Giving Voice Named St. Paul Knight Arts Challenge Winner

The John S. and James L. Knight Foundation has named Giving Voice  and the St. Paul African-American Faith Community ACT on Alzheimer’s Team a winner of the 2017 St. Paul Knight Arts Challenge, which funds projects that enrich and engage St. Paul through the arts.

The grant will fund the launch of a chorus for African-Americans with Alzheimer’s and their caregivers in St. Paul. The St. Paul African American ACT Team is building awareness about the disproportionate number of African-Americans in Ramsey County who are impacted by Alzheimer’s disease.

Giving Voice inspires and equips organizations to bring together people with Alzheimer’s and their care partners to sing in choruses that foster joy, well-being, purpose and community understanding. Currently, there are three dementia-friendly choruses in the Twin Cities – two in Minneapolis and one in St. Paul. Giving Voice also has sparked and provided assistance for the start-up of choruses throughout the world, in such places as Mankato, Eau Claire Wisconsin, Australia and British Columbia.

The Amazing Grace Chorus, a collaborative of five human services and arts organizations, will bring together St. Paul African-Americans experiencing memory loss due to Alzheimer’s, dementia, and chronic diseases. They, along with their caregivers, will sing under the direction of a professional choral director. The goal of the chorus is to “give voice” to the creative potential of the singers with dementia and reduce the personal isolation and public stigma of Alzheimer’s.

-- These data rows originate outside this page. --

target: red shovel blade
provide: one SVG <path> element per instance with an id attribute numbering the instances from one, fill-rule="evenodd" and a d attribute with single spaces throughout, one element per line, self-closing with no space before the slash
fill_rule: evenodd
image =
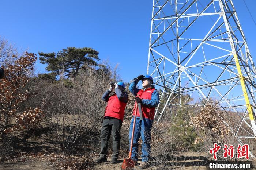
<path id="1" fill-rule="evenodd" d="M 123 170 L 132 169 L 135 166 L 134 161 L 131 158 L 125 158 L 122 164 L 122 169 Z"/>

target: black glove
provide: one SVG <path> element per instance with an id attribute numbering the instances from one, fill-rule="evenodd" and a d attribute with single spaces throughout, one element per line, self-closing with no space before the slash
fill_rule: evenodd
<path id="1" fill-rule="evenodd" d="M 139 104 L 142 103 L 142 100 L 139 97 L 137 97 L 136 98 L 135 98 L 135 100 L 136 100 L 136 102 L 137 102 L 137 103 Z"/>
<path id="2" fill-rule="evenodd" d="M 0 67 L 0 79 L 4 78 L 4 69 Z"/>
<path id="3" fill-rule="evenodd" d="M 140 80 L 142 78 L 143 78 L 144 77 L 145 77 L 144 76 L 143 76 L 143 75 L 140 75 L 137 77 L 137 79 L 138 79 L 139 80 Z"/>

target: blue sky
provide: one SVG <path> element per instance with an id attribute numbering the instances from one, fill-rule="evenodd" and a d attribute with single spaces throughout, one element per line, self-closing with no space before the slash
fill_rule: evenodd
<path id="1" fill-rule="evenodd" d="M 256 1 L 245 0 L 256 19 Z M 242 0 L 233 2 L 253 57 L 256 26 Z M 0 35 L 20 50 L 36 54 L 92 47 L 101 60 L 119 63 L 119 73 L 127 82 L 146 73 L 152 4 L 151 0 L 1 1 Z M 37 62 L 39 72 L 46 66 Z"/>

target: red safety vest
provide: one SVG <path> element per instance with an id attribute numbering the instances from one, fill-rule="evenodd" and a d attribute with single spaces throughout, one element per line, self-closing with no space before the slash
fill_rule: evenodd
<path id="1" fill-rule="evenodd" d="M 145 91 L 141 89 L 137 93 L 137 96 L 142 99 L 151 100 L 151 96 L 155 89 L 152 88 L 149 88 L 147 89 Z M 135 115 L 135 108 L 136 107 L 136 102 L 134 105 L 134 108 L 133 111 L 133 115 Z M 143 117 L 148 118 L 151 120 L 154 119 L 155 116 L 155 107 L 150 107 L 148 106 L 143 106 L 141 105 L 141 108 L 142 111 L 142 114 Z M 140 116 L 140 113 L 139 112 L 139 108 L 137 110 L 137 116 Z"/>
<path id="2" fill-rule="evenodd" d="M 127 104 L 119 100 L 116 94 L 111 96 L 108 101 L 105 116 L 114 117 L 123 121 L 124 116 L 124 109 Z"/>

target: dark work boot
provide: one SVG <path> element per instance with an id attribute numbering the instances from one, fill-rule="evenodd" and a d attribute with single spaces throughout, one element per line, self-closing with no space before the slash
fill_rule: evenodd
<path id="1" fill-rule="evenodd" d="M 99 163 L 101 162 L 107 162 L 107 158 L 105 157 L 99 157 L 94 160 L 94 161 Z"/>
<path id="2" fill-rule="evenodd" d="M 112 158 L 111 161 L 110 161 L 110 163 L 111 164 L 115 164 L 117 163 L 117 158 Z"/>

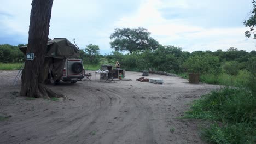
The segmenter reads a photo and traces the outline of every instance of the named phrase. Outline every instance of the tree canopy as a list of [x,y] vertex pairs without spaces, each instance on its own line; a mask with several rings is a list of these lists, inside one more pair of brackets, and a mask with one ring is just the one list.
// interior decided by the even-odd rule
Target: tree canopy
[[151,38],[151,33],[146,28],[138,27],[115,28],[115,31],[110,36],[111,47],[115,51],[128,51],[132,53],[135,51],[144,51],[149,49],[154,51],[159,46],[158,42]]
[[252,2],[253,9],[251,12],[252,14],[250,18],[243,22],[243,24],[246,27],[249,27],[250,28],[249,31],[246,31],[245,32],[245,35],[247,38],[251,37],[251,34],[254,35],[254,39],[256,39],[256,34],[254,33],[254,26],[256,25],[256,1],[253,0]]

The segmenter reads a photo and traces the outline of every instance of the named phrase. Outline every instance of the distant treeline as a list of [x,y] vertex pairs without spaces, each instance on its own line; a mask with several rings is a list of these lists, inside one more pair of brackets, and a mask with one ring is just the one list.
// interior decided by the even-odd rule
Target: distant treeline
[[7,63],[24,62],[25,56],[19,49],[19,47],[24,45],[24,44],[19,44],[18,46],[9,44],[0,45],[0,62]]

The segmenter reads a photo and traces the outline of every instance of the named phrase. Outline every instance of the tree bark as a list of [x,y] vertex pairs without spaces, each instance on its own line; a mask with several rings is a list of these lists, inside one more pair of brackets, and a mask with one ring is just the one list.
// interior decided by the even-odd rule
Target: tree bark
[[26,61],[21,76],[20,95],[30,97],[61,97],[46,87],[43,64],[47,49],[53,0],[33,0],[30,14],[27,53],[34,53],[33,61]]

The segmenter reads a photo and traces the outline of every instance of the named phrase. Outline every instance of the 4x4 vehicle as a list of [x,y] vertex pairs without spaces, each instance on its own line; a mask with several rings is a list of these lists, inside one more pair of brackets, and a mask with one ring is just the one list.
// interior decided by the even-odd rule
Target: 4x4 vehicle
[[[26,53],[27,46],[20,47]],[[56,84],[60,80],[76,83],[84,77],[83,61],[79,49],[66,38],[49,39],[44,53],[43,79],[45,83]]]
[[65,61],[63,76],[63,81],[71,81],[75,83],[78,80],[84,77],[83,61],[80,59],[67,59]]

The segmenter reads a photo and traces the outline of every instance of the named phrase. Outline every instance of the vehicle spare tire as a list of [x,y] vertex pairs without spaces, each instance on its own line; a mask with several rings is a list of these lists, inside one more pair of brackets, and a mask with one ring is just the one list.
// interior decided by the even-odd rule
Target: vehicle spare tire
[[72,71],[77,74],[80,73],[83,71],[83,65],[80,62],[74,62],[72,65]]

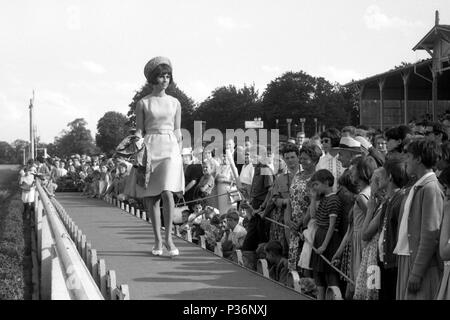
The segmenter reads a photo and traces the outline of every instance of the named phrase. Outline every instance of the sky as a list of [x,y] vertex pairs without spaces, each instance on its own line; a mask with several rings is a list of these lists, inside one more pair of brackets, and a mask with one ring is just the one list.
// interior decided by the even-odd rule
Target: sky
[[[287,71],[348,83],[402,61],[448,0],[16,0],[0,4],[0,141],[50,143],[76,118],[93,137],[108,111],[128,112],[155,56],[172,61],[196,103],[220,86],[260,93]],[[250,119],[249,119],[250,120]]]

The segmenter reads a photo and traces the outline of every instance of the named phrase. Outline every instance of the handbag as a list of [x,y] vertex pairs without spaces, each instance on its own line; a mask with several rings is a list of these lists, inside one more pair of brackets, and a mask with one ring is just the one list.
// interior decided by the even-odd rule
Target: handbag
[[236,185],[231,185],[230,186],[230,189],[228,190],[228,197],[230,198],[230,202],[232,204],[243,200],[242,194],[238,190]]
[[[183,206],[179,206],[180,201],[183,200]],[[173,213],[173,224],[182,224],[183,223],[183,211],[188,210],[189,207],[186,204],[186,201],[184,200],[184,197],[182,199],[178,199],[177,203],[175,204],[175,210]]]

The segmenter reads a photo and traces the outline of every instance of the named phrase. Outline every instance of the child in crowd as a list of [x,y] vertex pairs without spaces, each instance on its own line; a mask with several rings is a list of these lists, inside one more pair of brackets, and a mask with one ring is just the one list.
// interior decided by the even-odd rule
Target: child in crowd
[[269,276],[271,279],[287,285],[289,275],[288,261],[283,257],[283,247],[280,241],[271,240],[264,246],[266,260],[269,263]]
[[102,163],[100,166],[100,179],[98,181],[98,195],[99,198],[103,198],[106,195],[106,190],[108,190],[111,184],[111,175],[108,172],[108,166]]
[[[222,220],[225,219],[225,216],[222,216]],[[204,227],[205,231],[205,239],[206,239],[206,248],[210,251],[214,251],[214,247],[223,237],[224,226],[222,223],[221,217],[219,215],[214,215],[211,218],[209,226]]]
[[99,198],[100,196],[100,179],[101,173],[98,170],[95,170],[92,173],[92,183],[89,190],[89,198]]
[[212,164],[210,161],[204,160],[202,163],[203,176],[200,178],[194,191],[194,198],[204,198],[211,195],[214,188],[214,176],[212,175]]
[[446,200],[439,239],[439,253],[444,260],[444,273],[437,299],[450,300],[450,167],[442,171],[439,179],[444,185]]
[[[362,249],[364,246],[362,240],[362,227],[364,218],[367,213],[367,203],[371,194],[370,179],[373,172],[377,168],[377,163],[372,157],[357,157],[352,160],[350,167],[351,180],[354,185],[357,185],[359,193],[356,195],[355,203],[351,209],[351,216],[348,221],[347,231],[342,239],[339,249],[334,254],[332,260],[338,264],[341,260],[342,254],[346,251],[347,243],[350,242],[349,256],[346,256],[344,267],[347,268],[347,273],[354,281],[359,272],[361,264]],[[344,261],[342,261],[344,263]],[[354,288],[347,285],[347,298],[353,296]]]
[[[327,287],[339,290],[339,275],[319,255],[330,260],[341,242],[339,223],[342,219],[342,203],[333,193],[334,177],[330,171],[322,169],[311,177],[313,197],[310,204],[310,215],[316,220],[317,230],[314,236],[314,247],[317,252],[312,253],[311,267],[314,281],[318,289],[318,299],[325,299]],[[320,203],[316,209],[316,203]]]
[[444,193],[433,172],[441,157],[436,141],[417,139],[406,149],[406,168],[416,182],[402,203],[394,254],[398,256],[397,300],[430,300],[441,281],[439,233]]
[[26,219],[30,219],[33,209],[34,196],[36,192],[36,183],[34,175],[36,168],[33,164],[28,164],[24,170],[24,175],[19,179],[19,186],[22,189],[22,202],[24,205],[24,214]]

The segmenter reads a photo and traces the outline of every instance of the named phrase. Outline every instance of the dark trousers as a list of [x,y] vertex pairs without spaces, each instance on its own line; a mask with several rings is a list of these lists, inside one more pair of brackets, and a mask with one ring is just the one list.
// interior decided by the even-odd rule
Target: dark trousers
[[385,268],[384,265],[378,261],[380,267],[380,291],[378,293],[379,300],[394,301],[397,286],[397,267]]

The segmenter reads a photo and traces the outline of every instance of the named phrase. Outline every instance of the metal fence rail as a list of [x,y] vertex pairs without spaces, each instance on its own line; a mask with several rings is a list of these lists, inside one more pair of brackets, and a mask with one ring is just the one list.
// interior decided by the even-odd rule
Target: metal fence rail
[[108,270],[105,260],[97,258],[97,250],[92,248],[92,244],[87,240],[83,231],[73,222],[64,207],[54,197],[51,197],[50,201],[56,208],[62,223],[75,243],[103,297],[106,300],[130,300],[128,285],[117,285],[115,271]]
[[34,228],[39,264],[39,299],[103,300],[38,179],[36,188]]

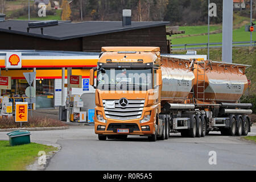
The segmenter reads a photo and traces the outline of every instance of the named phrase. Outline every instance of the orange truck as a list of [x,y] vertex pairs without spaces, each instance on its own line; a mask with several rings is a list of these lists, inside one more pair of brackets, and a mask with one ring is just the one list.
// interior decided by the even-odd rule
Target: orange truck
[[238,101],[248,86],[250,65],[173,57],[161,56],[157,47],[102,48],[90,71],[99,140],[247,134],[252,105]]

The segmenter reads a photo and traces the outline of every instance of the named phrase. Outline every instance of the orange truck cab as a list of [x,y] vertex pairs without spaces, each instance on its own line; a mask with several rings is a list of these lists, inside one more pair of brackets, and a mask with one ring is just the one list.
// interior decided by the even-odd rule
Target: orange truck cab
[[162,78],[156,76],[161,73],[160,48],[108,47],[102,51],[90,74],[90,84],[96,85],[95,133],[100,139],[129,134],[155,140],[156,131],[162,130],[156,123],[161,109]]
[[160,56],[157,47],[102,48],[90,71],[100,140],[135,135],[155,141],[170,133],[203,137],[210,131],[247,135],[252,105],[238,101],[250,65],[174,56]]

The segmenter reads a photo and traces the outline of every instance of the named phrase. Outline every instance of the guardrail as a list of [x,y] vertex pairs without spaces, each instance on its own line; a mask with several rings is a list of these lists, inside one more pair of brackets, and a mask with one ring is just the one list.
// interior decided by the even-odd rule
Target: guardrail
[[[253,41],[253,46],[256,46],[256,41]],[[207,48],[208,46],[210,48],[219,48],[222,47],[222,43],[221,42],[218,43],[197,43],[197,44],[175,44],[172,45],[172,50],[186,50],[190,49],[201,49],[201,48]],[[233,42],[232,46],[233,47],[245,47],[250,46],[251,42],[250,41],[244,41],[244,42]],[[178,47],[177,48],[174,48],[174,47]]]

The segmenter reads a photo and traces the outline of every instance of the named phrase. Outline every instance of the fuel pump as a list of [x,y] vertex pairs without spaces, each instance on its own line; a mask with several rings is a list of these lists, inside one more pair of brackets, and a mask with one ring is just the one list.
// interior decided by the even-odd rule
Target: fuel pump
[[86,113],[81,111],[81,108],[84,106],[80,95],[72,95],[66,101],[67,109],[68,111],[68,119],[71,122],[86,121]]
[[6,117],[13,117],[13,103],[9,101],[9,97],[1,96],[1,116]]

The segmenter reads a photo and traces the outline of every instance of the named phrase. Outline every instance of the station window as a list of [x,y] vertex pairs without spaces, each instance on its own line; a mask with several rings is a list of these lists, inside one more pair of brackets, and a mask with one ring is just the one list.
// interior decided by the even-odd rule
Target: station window
[[[54,107],[54,79],[38,79],[36,82],[36,108]],[[11,90],[2,90],[2,96],[10,97],[25,95],[26,89],[29,86],[25,79],[11,80]]]

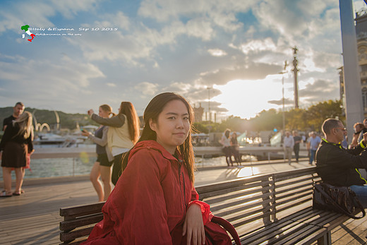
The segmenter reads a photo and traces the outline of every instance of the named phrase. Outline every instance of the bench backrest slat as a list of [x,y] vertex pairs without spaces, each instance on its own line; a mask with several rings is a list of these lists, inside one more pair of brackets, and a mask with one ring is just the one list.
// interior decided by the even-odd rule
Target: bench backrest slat
[[[195,189],[200,199],[210,205],[215,215],[227,220],[244,234],[280,217],[291,217],[294,213],[309,207],[313,186],[318,181],[320,178],[315,174],[315,168],[308,167]],[[104,203],[61,208],[60,215],[64,217],[60,222],[61,241],[68,243],[76,239],[71,244],[76,244],[81,237],[88,236],[93,225],[103,218]]]

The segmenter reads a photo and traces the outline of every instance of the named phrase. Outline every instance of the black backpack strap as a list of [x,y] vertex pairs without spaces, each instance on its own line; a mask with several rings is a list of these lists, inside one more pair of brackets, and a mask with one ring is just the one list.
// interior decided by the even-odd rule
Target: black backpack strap
[[[347,212],[346,210],[344,210],[339,205],[339,203],[337,203],[337,202],[335,202],[330,196],[329,194],[327,194],[325,191],[324,189],[323,189],[323,186],[321,186],[319,184],[315,184],[315,189],[316,189],[318,190],[318,191],[319,191],[320,193],[321,193],[321,194],[323,194],[323,196],[324,196],[325,198],[327,199],[328,201],[330,201],[333,205],[334,207],[335,207],[340,213],[346,215],[347,216],[349,217],[351,217],[353,219],[356,219],[356,220],[358,220],[358,219],[361,219],[362,217],[363,217],[365,215],[366,215],[366,211],[364,210],[364,208],[362,206],[362,204],[361,203],[361,202],[359,201],[359,200],[358,198],[354,198],[354,201],[356,201],[356,204],[359,205],[357,208],[359,208],[361,211],[362,211],[362,216],[361,217],[357,217],[357,216],[354,216],[350,213],[349,213],[348,212]],[[349,191],[351,191],[351,192],[353,193],[353,197],[356,197],[356,193],[352,191],[349,187],[348,187],[348,189]]]

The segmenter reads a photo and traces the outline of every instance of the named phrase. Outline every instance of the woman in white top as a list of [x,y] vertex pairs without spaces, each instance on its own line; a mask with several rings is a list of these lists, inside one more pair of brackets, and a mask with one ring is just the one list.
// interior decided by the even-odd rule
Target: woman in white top
[[131,102],[122,102],[119,114],[111,118],[102,118],[88,111],[90,118],[97,123],[109,126],[107,146],[114,156],[111,180],[116,185],[121,174],[122,154],[128,151],[139,138],[139,118]]
[[231,149],[231,139],[229,138],[229,134],[231,131],[229,129],[226,129],[224,133],[222,136],[220,140],[220,143],[223,145],[223,152],[226,155],[226,162],[228,166],[229,166],[229,163],[233,166],[233,162],[231,159],[232,150]]

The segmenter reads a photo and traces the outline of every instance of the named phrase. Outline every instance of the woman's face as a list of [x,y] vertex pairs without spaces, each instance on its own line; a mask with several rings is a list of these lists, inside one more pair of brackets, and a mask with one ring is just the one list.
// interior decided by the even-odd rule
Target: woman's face
[[177,146],[184,143],[188,136],[188,116],[185,104],[175,100],[164,106],[157,121],[149,121],[150,129],[157,133],[157,142],[171,154],[174,154]]
[[100,109],[98,111],[98,115],[100,116],[103,117],[103,118],[107,118],[109,114],[109,112],[106,112],[106,111],[103,110],[103,109],[100,107]]

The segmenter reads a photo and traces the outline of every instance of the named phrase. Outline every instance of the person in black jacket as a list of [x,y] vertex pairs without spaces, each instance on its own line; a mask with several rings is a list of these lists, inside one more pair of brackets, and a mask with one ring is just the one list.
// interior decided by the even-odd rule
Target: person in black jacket
[[367,208],[367,181],[358,170],[367,169],[367,133],[356,147],[347,150],[340,145],[347,134],[342,121],[326,119],[322,129],[325,138],[316,152],[316,172],[325,183],[349,186]]

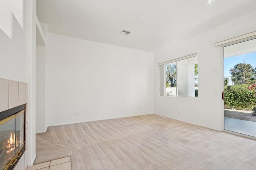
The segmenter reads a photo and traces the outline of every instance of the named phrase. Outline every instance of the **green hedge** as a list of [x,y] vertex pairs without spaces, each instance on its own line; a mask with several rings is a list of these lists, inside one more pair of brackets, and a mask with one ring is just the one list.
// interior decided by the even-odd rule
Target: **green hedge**
[[256,84],[224,86],[224,104],[232,108],[252,109],[256,104]]

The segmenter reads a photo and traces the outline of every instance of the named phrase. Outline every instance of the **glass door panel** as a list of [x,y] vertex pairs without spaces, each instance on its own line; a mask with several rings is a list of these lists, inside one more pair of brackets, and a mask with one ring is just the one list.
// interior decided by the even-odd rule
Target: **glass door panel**
[[224,47],[224,129],[256,137],[256,39]]

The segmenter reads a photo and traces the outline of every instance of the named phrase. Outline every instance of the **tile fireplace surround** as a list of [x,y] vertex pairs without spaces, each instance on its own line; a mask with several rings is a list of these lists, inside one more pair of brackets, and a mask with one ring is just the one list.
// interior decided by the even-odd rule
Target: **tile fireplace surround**
[[[0,112],[28,103],[28,84],[0,78]],[[28,121],[26,122],[26,140],[28,141]],[[1,130],[1,129],[0,129]],[[26,145],[25,150],[28,148]],[[14,168],[14,170],[26,169],[26,150]]]

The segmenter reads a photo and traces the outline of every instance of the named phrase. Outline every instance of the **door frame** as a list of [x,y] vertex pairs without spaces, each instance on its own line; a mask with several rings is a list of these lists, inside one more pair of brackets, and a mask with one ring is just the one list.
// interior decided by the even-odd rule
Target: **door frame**
[[[256,32],[254,32],[256,33]],[[250,34],[251,33],[249,33],[248,34]],[[246,35],[246,34],[245,34]],[[245,35],[241,36],[245,36]],[[236,39],[237,38],[233,38],[234,39]],[[221,45],[220,45],[220,63],[222,64],[222,66],[221,67],[221,70],[220,71],[221,77],[221,94],[222,94],[221,97],[220,97],[220,101],[221,101],[221,120],[220,120],[220,122],[221,123],[221,131],[224,132],[227,132],[228,133],[230,133],[232,134],[233,134],[237,136],[243,136],[249,138],[253,139],[254,140],[256,140],[256,137],[254,137],[251,136],[249,136],[246,134],[244,134],[240,133],[238,133],[237,132],[233,132],[230,130],[228,130],[224,129],[224,100],[222,99],[222,93],[224,91],[224,47],[226,47],[227,46],[231,45],[232,45],[235,44],[236,43],[241,43],[242,42],[244,42],[247,41],[249,41],[253,39],[256,39],[256,35],[255,35],[253,36],[249,36],[248,37],[245,37],[244,38],[240,39],[239,40],[235,40],[234,41],[232,41],[231,39],[229,39],[228,40],[230,40],[230,42],[223,43]],[[228,40],[225,40],[223,41],[223,42],[224,42],[225,41],[227,41]]]

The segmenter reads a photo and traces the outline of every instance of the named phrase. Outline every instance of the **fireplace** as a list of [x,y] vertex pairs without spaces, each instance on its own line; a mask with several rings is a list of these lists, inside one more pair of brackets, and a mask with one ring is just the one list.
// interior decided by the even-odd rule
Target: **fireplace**
[[25,150],[26,105],[0,113],[0,170],[12,170]]

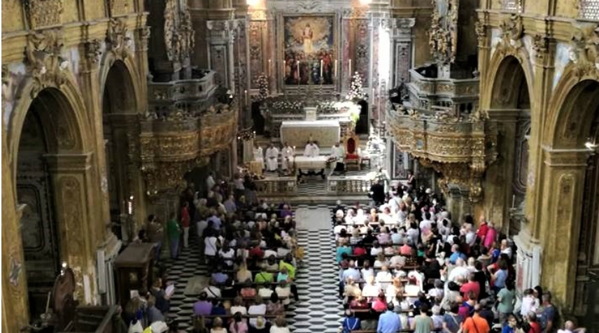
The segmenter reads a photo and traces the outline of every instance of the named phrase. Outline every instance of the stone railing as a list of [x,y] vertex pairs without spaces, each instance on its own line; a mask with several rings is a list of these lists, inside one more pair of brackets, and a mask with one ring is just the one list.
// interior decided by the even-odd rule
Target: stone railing
[[411,69],[410,76],[407,86],[414,107],[431,109],[438,106],[460,112],[478,108],[478,78],[428,78],[418,69]]
[[364,176],[331,176],[327,178],[327,192],[337,194],[368,193],[375,181]]
[[475,113],[470,116],[388,111],[389,130],[397,148],[442,174],[442,188],[456,184],[470,188],[470,199],[481,199],[481,178],[497,157],[494,124]]
[[169,82],[148,82],[148,110],[158,118],[178,111],[197,113],[214,104],[217,85],[213,71],[205,71],[202,78]]
[[277,177],[255,180],[256,193],[259,195],[295,194],[297,192],[296,177]]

The five partners for the Amazing Grace Chorus are:

  • Giving Voice Initiative
  • Paul African-American Faith Community ACT on Alzheimer’s Team (ACT), a coalition of churches, local government representatives, health, and aging services creating a dementia-friendly African-American community
  • Walker West Music Academy, a St. Paul-based music school rooted in the African-American cultural experience, providing music education to people of all ages
  • Amherst Wilder Foundation, serving older adults in Saint Paul through direct service programs and community building
  • HealthPartners Center for Memory and Aging, providing health care and research professionals for patients, family members and caregivers coping with memory loss to help them live their best lives

Walker West co-founder Carl Walker and Giving Voice will adapt choral music program for an African-American chorus. ACT, Wilder, and HealthPartners will facilitate outreach for singer recruitment and audience development to engage St. Paul African-Americans who could benefit most from this chorus. The Amazing Grace Chorus will rehearse at Walker West Music Academy and offer community performances at Camphor United Methodist Church.

“Neuroscience research shows that music memory is retained in a part of the brain last affected by Alzheimer’s disease, and that choral singing has positive cognitive and social-emotional impacts for those with the disease,” says Giving Voice co-founder Mary Lenard. “This Knight Arts Challenge award will help us get moving quickly on the launch of this wonderful new chorus.”

Vanne Owens Hayes, who serves as coordinator for the St. Paul African-American Faith Community ACT on Alzheimer’s Team, said, “Amazing Grace Chorus is a natural next step for ACT’s community programming vision to ‘share, support, and survive.’ We know that music helped slaves escape to freedom, marginalized African-Americans to organize for civil rights and social justice, and continues to let spirits soar beyond the stresses of daily life, especially with dementia and other chronic disease. We believe Amazing Grace Chorus can bring anew memories of love, friendship, creativity, community, health and well-being.”

Five million Americans live with Alzheimer’s, the sixth leading cause of death in the U.S. African-Americans are twice as likely to develop Alzheimer’s due to higher rates of contributing factors such as high blood pressure, diabetes, stress, and, as University of Wisconsin 2017 research cites, “adverse life conditions beginning in childhood.” Given African-American health disparities and more complex health conditions, Alzheimer’s diagnoses often come in more advanced stages of the disease.

The National Alzheimer’s Association estimates 70 percent of people with Alzheimer’s live with caregivers outside memory care facilities. ACT estimates more than 800 St. Paul residents of color, aged 65+, have Alzheimer’s. Of those, nearly 15 percent with Alzheimer’s live alone, often disconnected from community. Amazing Grace Chorus will specifically target these people for participation.